The weekly excess death rate in different age groups in 2020, with clusters labelled by colours

As different age groups have different risk exposures to COVID-19, the change points might also vary across age groups. Therefore, we perform the detection for each age group separately, and the clusters are partitioned accordingly (see Fig. 4a–e).

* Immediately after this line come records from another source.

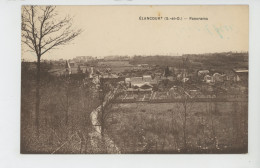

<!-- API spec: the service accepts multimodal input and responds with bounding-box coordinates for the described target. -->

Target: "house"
[233,69,248,82]
[203,75,214,83]
[198,70,209,77]
[212,73,226,82]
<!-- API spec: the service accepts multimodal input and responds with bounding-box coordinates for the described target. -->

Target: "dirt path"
[90,86,121,154]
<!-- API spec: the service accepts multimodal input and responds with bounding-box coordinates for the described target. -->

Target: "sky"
[22,5,249,61]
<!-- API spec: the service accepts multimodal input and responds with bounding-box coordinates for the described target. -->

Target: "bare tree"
[21,6,82,131]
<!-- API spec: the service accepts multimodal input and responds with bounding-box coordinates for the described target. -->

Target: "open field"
[108,102,247,153]
[98,61,135,73]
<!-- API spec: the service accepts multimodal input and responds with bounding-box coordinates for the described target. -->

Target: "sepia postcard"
[20,5,249,154]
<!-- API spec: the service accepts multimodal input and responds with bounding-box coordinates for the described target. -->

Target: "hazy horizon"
[22,5,249,61]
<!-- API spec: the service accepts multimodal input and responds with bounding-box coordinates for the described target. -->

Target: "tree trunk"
[35,56,41,134]
[183,100,187,152]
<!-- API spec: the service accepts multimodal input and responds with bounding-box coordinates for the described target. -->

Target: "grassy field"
[108,102,247,153]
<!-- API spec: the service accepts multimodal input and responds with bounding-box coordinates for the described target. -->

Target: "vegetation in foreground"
[106,102,248,153]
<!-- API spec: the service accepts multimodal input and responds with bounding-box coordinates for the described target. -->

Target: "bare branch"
[22,6,82,57]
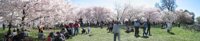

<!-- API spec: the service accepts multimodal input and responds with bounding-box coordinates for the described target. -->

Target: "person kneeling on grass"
[113,21,120,41]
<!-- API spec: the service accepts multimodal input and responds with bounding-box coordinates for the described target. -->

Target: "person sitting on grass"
[55,32,65,41]
[112,21,120,41]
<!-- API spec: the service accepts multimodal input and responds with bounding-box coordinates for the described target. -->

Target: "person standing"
[112,21,120,41]
[2,23,6,30]
[88,23,91,34]
[74,21,80,35]
[147,19,151,36]
[134,19,140,37]
[143,22,148,37]
[166,22,174,35]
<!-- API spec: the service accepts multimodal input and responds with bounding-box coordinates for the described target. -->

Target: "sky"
[71,0,200,17]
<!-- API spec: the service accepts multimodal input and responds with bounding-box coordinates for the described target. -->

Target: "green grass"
[0,27,200,41]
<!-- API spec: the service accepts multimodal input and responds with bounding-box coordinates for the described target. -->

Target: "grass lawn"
[0,27,200,41]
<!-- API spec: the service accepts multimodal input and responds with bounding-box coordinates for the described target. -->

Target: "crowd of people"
[3,19,172,41]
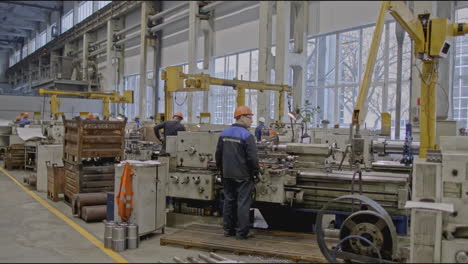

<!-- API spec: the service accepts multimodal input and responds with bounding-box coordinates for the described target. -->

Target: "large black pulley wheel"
[315,195,399,263]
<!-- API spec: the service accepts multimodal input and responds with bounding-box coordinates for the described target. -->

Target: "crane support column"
[419,58,439,158]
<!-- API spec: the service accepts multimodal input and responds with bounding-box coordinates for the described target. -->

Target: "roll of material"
[119,222,128,238]
[112,240,125,252]
[127,224,140,249]
[81,204,107,222]
[72,194,79,216]
[112,225,126,241]
[104,221,116,248]
[127,238,139,249]
[112,225,126,252]
[76,192,107,220]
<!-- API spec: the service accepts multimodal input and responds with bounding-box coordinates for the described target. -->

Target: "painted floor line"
[0,168,128,263]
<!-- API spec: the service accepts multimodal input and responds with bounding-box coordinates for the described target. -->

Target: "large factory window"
[78,1,93,23]
[62,9,73,33]
[98,1,112,9]
[305,22,411,139]
[452,7,468,127]
[121,71,154,120]
[21,43,28,59]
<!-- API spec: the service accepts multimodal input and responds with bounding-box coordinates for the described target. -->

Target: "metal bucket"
[127,224,140,249]
[112,225,126,252]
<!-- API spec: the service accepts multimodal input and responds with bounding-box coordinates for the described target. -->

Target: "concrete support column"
[200,15,216,113]
[187,1,200,123]
[138,1,150,118]
[275,1,309,120]
[107,18,124,115]
[82,33,90,81]
[408,1,434,137]
[256,1,274,123]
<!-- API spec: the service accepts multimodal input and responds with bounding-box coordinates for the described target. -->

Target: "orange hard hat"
[234,105,253,118]
[172,112,184,119]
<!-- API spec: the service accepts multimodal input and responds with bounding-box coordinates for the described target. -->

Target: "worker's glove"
[253,171,263,184]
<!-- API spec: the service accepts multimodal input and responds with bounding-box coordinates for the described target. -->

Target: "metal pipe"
[294,185,398,196]
[395,23,405,139]
[114,24,140,36]
[115,30,141,45]
[148,1,189,22]
[372,140,420,154]
[200,1,226,12]
[149,10,189,33]
[88,47,106,57]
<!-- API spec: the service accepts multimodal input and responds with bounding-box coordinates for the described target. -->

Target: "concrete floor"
[0,161,290,263]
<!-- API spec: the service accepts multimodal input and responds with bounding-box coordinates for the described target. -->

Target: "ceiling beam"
[0,23,36,31]
[0,1,60,11]
[0,10,49,23]
[0,30,28,37]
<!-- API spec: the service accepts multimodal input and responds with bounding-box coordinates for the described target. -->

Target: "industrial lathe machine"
[162,131,410,232]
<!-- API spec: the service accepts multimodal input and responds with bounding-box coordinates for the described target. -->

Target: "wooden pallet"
[160,224,327,263]
[4,162,24,170]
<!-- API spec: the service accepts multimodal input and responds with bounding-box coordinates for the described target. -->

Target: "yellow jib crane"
[351,1,468,158]
[39,88,133,120]
[161,66,291,120]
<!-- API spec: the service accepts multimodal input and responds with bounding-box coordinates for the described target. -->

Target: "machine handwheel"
[340,210,393,260]
[315,195,399,263]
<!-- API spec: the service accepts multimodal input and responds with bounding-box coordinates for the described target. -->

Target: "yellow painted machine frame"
[351,1,468,158]
[161,66,291,120]
[39,88,133,120]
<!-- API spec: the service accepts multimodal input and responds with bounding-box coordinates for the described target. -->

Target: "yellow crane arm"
[39,88,133,119]
[352,1,390,131]
[161,66,291,120]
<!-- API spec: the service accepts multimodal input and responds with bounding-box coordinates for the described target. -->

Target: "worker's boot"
[224,230,236,237]
[236,231,255,240]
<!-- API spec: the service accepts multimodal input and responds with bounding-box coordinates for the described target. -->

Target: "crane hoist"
[350,1,468,162]
[161,66,291,120]
[39,88,133,120]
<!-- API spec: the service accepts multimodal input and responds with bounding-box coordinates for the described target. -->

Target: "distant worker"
[154,113,185,153]
[255,117,270,141]
[215,106,260,239]
[86,113,95,120]
[19,113,31,127]
[135,116,141,128]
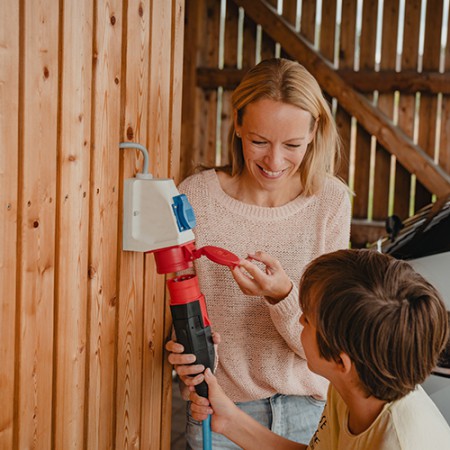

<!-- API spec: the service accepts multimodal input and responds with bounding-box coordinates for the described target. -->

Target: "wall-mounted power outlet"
[123,174,195,252]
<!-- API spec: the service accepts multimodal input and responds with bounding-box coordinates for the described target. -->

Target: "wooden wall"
[0,0,184,450]
[181,0,450,246]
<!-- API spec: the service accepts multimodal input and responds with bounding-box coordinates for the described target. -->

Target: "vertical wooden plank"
[219,1,239,165]
[319,0,337,64]
[372,0,399,220]
[242,5,256,69]
[0,0,19,449]
[14,2,59,449]
[115,0,149,449]
[53,0,93,449]
[180,0,205,179]
[415,0,443,211]
[280,0,297,59]
[353,0,378,219]
[439,6,450,173]
[300,1,317,45]
[162,0,185,450]
[394,0,421,219]
[191,0,220,171]
[336,0,357,183]
[319,0,340,173]
[85,0,122,449]
[261,0,277,60]
[142,2,172,450]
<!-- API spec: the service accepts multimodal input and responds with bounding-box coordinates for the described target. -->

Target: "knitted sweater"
[179,169,350,402]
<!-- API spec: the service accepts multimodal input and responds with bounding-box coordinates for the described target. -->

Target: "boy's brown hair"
[300,250,449,401]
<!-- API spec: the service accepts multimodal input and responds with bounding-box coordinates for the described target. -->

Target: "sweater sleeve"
[267,283,306,359]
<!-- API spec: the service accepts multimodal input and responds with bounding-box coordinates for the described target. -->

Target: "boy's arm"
[190,369,307,450]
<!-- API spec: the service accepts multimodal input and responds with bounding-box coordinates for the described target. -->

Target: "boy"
[190,250,450,450]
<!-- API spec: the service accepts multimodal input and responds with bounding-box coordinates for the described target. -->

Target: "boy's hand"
[166,332,220,400]
[231,252,292,303]
[189,369,239,433]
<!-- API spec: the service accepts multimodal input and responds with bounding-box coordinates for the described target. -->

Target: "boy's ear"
[338,352,353,374]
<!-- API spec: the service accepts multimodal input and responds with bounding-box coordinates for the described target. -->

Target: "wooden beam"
[197,67,450,95]
[350,219,386,248]
[233,0,450,197]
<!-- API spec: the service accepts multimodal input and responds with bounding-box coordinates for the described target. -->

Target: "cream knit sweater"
[179,169,350,402]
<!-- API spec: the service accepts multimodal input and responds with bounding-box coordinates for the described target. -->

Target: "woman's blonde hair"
[228,58,341,195]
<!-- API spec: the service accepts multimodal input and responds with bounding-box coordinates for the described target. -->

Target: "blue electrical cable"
[202,416,212,450]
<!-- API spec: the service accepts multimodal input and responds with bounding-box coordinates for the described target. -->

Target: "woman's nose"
[266,145,283,169]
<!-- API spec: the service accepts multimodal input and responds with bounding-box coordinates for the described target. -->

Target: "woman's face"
[235,99,316,191]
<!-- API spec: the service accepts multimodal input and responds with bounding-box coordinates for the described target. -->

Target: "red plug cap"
[194,245,240,268]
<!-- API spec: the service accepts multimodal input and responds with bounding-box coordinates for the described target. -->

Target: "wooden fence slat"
[394,0,421,219]
[335,0,357,187]
[53,0,93,449]
[180,0,205,178]
[439,5,450,173]
[353,0,378,219]
[242,5,256,68]
[415,0,443,211]
[372,0,399,220]
[300,2,317,44]
[219,2,239,164]
[85,0,123,449]
[319,0,337,64]
[0,0,19,449]
[14,2,59,448]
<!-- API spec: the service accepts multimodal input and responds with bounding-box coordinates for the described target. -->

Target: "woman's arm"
[190,369,307,450]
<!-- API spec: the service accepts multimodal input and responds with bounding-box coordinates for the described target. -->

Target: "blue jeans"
[186,394,325,450]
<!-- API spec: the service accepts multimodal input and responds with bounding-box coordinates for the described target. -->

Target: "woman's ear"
[308,117,320,144]
[338,352,353,374]
[233,109,241,136]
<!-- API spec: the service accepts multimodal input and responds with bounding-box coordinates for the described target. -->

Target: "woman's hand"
[231,252,292,303]
[189,369,239,433]
[166,332,220,400]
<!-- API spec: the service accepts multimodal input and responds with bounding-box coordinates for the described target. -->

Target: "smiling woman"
[224,98,317,207]
[167,59,350,448]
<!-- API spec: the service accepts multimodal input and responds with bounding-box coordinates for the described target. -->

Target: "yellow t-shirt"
[308,386,450,450]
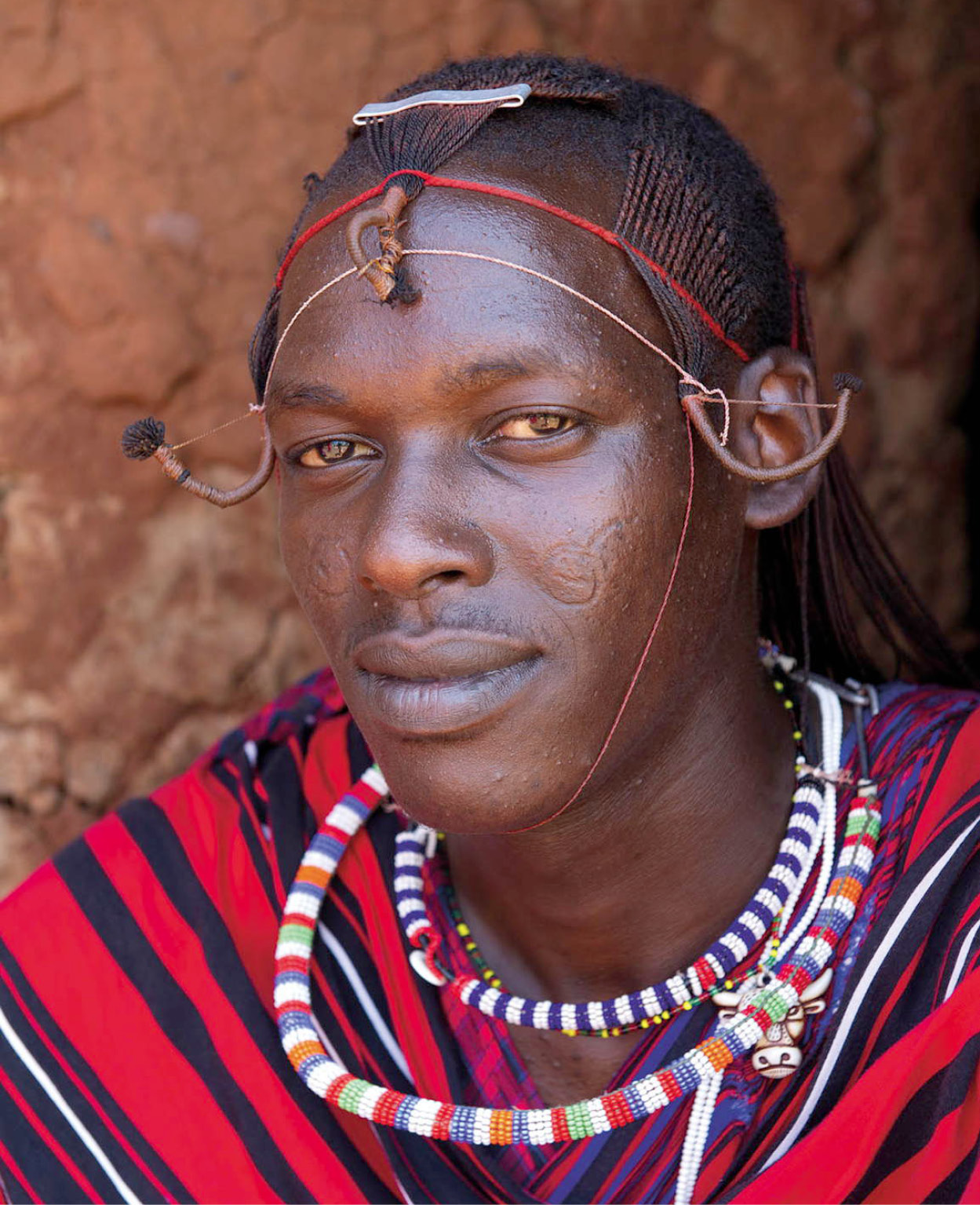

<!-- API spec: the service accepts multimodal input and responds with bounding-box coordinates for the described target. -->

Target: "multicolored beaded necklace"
[275,679,881,1147]
[395,771,824,1034]
[395,665,824,1038]
[438,877,780,1038]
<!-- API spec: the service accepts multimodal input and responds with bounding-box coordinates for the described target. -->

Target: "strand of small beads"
[439,882,779,1038]
[273,737,881,1146]
[394,681,825,1034]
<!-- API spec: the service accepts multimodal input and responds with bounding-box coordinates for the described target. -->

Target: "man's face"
[268,178,741,831]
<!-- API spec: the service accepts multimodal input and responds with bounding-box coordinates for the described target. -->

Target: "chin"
[365,734,577,834]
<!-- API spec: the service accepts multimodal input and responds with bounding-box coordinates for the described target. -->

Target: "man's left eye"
[494,411,573,440]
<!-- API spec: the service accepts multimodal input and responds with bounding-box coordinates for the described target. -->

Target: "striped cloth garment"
[0,673,980,1203]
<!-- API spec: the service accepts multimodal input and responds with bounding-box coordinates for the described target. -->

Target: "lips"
[354,631,541,736]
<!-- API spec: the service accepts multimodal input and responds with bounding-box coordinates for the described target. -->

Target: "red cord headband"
[275,169,750,364]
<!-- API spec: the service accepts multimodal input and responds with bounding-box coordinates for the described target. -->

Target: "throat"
[508,1025,649,1108]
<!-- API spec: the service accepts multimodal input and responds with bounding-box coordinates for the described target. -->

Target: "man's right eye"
[299,439,374,469]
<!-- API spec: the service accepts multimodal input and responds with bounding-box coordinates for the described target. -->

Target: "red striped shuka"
[0,673,980,1203]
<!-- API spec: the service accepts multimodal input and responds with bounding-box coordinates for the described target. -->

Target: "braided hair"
[250,54,969,685]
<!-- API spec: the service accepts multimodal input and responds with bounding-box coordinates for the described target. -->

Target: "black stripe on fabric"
[347,719,374,782]
[847,1034,980,1201]
[924,1146,980,1205]
[211,748,279,912]
[113,807,392,1201]
[0,941,191,1201]
[894,707,973,878]
[0,1079,100,1205]
[259,745,317,890]
[58,834,315,1205]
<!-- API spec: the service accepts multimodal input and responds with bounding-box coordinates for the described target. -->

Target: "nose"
[358,453,494,599]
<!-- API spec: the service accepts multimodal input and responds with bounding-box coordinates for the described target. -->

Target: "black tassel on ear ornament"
[119,412,275,507]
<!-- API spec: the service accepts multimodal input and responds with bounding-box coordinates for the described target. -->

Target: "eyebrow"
[266,351,574,410]
[265,381,348,410]
[441,351,580,393]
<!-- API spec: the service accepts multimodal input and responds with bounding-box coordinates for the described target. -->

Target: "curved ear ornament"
[345,184,408,301]
[119,416,275,507]
[680,372,863,486]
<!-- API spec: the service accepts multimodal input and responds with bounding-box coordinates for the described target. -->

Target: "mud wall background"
[0,0,980,894]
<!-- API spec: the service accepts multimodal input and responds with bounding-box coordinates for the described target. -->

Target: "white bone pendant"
[712,966,833,1079]
[408,950,448,987]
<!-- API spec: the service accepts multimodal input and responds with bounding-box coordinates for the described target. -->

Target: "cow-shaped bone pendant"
[712,966,833,1079]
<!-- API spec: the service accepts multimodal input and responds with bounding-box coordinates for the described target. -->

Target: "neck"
[446,652,793,1002]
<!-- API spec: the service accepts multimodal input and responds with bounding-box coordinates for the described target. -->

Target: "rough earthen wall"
[0,0,980,893]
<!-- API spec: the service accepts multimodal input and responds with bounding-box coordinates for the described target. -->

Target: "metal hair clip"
[352,83,531,126]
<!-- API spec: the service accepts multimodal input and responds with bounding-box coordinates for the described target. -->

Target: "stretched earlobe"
[681,372,862,484]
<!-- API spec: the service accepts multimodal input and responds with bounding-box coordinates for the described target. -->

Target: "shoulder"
[0,670,366,937]
[868,685,980,867]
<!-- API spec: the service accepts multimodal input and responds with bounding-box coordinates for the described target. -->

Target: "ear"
[730,347,824,530]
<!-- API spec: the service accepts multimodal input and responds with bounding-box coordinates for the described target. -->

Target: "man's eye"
[494,411,573,440]
[300,440,374,469]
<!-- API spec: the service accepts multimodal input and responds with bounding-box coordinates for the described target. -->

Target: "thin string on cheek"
[505,414,694,834]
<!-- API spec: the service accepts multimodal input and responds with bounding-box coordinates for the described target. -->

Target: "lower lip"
[360,657,541,736]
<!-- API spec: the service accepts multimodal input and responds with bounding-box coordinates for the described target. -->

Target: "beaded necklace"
[395,670,809,1038]
[435,872,780,1038]
[273,696,881,1142]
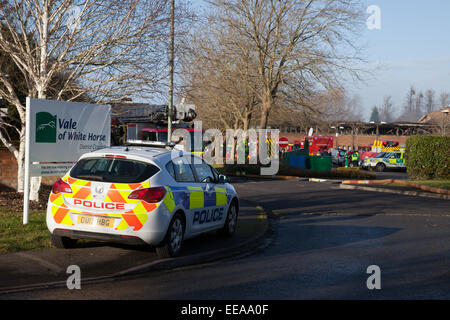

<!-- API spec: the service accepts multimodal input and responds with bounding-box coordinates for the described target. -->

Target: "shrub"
[405,136,450,180]
[216,164,375,180]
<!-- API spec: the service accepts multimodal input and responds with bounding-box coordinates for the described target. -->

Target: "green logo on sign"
[36,112,56,143]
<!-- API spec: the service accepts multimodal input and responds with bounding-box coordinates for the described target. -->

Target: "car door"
[171,157,198,236]
[193,158,226,230]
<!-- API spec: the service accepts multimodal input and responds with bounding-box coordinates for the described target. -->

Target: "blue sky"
[191,0,450,120]
[356,0,450,117]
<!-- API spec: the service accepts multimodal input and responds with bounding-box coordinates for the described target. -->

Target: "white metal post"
[23,97,31,224]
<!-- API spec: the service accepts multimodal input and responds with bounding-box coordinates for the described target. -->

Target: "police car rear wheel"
[50,234,77,249]
[156,213,184,258]
[375,163,386,172]
[219,202,238,236]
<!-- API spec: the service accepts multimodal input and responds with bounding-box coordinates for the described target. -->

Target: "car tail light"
[52,179,72,194]
[128,187,166,203]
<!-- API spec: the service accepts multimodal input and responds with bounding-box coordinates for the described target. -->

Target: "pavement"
[0,200,269,294]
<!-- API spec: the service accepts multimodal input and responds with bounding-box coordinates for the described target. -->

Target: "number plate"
[77,216,114,228]
[97,217,114,228]
[77,216,94,225]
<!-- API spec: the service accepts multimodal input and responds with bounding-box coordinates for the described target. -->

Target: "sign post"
[23,97,111,224]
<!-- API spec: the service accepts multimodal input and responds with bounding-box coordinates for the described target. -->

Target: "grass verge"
[408,180,450,190]
[0,207,51,254]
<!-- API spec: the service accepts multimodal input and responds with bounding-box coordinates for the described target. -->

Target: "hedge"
[216,164,375,180]
[405,136,450,180]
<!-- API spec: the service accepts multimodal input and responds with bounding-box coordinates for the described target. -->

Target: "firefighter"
[352,150,359,167]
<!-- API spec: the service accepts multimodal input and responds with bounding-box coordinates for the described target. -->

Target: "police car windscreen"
[70,158,159,183]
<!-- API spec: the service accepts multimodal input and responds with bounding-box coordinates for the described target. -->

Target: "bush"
[405,136,450,180]
[216,164,375,180]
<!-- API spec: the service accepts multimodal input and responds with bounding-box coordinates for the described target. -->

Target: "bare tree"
[0,0,172,200]
[207,0,363,128]
[380,96,393,122]
[181,16,258,131]
[425,89,435,113]
[439,92,450,109]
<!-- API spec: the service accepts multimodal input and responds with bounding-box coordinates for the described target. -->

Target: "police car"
[361,151,406,172]
[46,142,239,258]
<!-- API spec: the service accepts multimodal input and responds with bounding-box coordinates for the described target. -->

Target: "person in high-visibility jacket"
[352,151,359,167]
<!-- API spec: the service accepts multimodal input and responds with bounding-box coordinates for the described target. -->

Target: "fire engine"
[112,103,204,152]
[300,136,333,156]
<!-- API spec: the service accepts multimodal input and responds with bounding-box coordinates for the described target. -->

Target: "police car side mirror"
[219,174,230,183]
[202,177,214,183]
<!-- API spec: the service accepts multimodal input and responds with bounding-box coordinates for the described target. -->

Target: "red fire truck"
[300,136,333,156]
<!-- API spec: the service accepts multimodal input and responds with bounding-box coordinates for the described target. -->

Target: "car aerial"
[361,151,406,172]
[330,148,345,167]
[46,142,239,258]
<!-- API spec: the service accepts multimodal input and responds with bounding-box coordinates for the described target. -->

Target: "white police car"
[47,146,239,257]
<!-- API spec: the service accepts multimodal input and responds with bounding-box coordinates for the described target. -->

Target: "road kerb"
[339,184,450,200]
[342,179,450,195]
[0,207,270,295]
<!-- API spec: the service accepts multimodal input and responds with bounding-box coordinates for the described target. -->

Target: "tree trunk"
[259,99,272,129]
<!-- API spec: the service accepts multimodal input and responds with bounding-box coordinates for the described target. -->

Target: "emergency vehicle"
[46,142,239,258]
[361,151,406,172]
[300,136,333,156]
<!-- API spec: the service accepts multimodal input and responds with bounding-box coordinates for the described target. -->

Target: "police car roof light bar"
[126,139,175,148]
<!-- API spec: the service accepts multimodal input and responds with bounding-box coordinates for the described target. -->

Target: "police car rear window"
[70,157,159,183]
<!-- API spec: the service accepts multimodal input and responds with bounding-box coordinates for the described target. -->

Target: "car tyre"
[375,163,386,172]
[156,212,185,259]
[50,234,77,249]
[219,201,238,236]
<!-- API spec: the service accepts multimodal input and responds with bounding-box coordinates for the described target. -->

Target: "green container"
[309,156,332,171]
[283,149,308,166]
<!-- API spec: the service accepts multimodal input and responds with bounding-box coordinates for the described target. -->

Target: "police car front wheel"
[156,213,185,258]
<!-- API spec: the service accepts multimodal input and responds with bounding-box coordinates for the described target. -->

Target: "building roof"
[419,107,450,124]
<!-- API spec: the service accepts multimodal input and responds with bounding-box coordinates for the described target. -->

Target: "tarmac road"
[0,180,450,300]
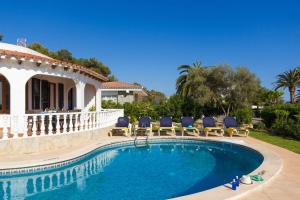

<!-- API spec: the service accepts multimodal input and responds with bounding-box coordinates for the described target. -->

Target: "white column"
[10,79,27,135]
[76,81,85,110]
[96,88,102,112]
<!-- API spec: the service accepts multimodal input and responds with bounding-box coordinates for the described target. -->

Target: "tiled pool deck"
[0,131,300,200]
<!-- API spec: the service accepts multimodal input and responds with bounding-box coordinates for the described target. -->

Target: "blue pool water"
[0,140,263,200]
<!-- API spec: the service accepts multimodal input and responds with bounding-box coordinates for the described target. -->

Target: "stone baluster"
[1,115,10,140]
[48,114,53,135]
[62,114,68,133]
[40,115,45,136]
[70,114,77,132]
[87,113,92,129]
[82,113,88,130]
[31,115,38,137]
[76,114,81,131]
[22,115,28,138]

We can see clear distinctions in the excess death distributions and the phase change points among the young population (age below 14), middle-aged population (age between 15 and 64), and the old population (age above 65). The young population’s excess death rates are small, with negative numbers from week 5 (when the first COVID-19 case appeared in Belgium). One possible reason is that children have engaged in fewer outdoor activities and undertaken less international travel, making them less likely to contract the virus. Moreover, lock-down, and social distancing policies mean they are less likely to be involved in accidents (see also Lee et al. 2020). For people aged between 15 and 64, there is a steep increase in the excess death rate in weeks 14 and 15; soon after that, the excess deaths drop to around zero. However, for older people, the COVID-19 deaths surge started one week earlier and lasted longer than the middle-aged population. This might be because older people are more vulnerable to COVID-19 due to their weak immunity and prior/on-going complications/diseases. Moreover, the older the age group is, the more excess death counts appeared, and the longer the “COIVD-19 outbreak” period lasted. Additionally, as over 60% of the excess deaths are amongst those over age 85, the detected change points in the whole population are the same as those detected using the population above (and including) 85 only.

Conclusion

We detect the COVID-19 pandemic phase in Belgium using a statistical change point detection technique. According to our analysis, the phase change shows age differentials. A surge in deaths in the elderly population appeared earlier than for the middle-aged population and also lasted longer. Policymakers should consider this evidence and adjust their policies and focus guidance towards specific age groups. For example, lock-down policies may be first relaxed for younger age groups, while older people should remain extremely cautious.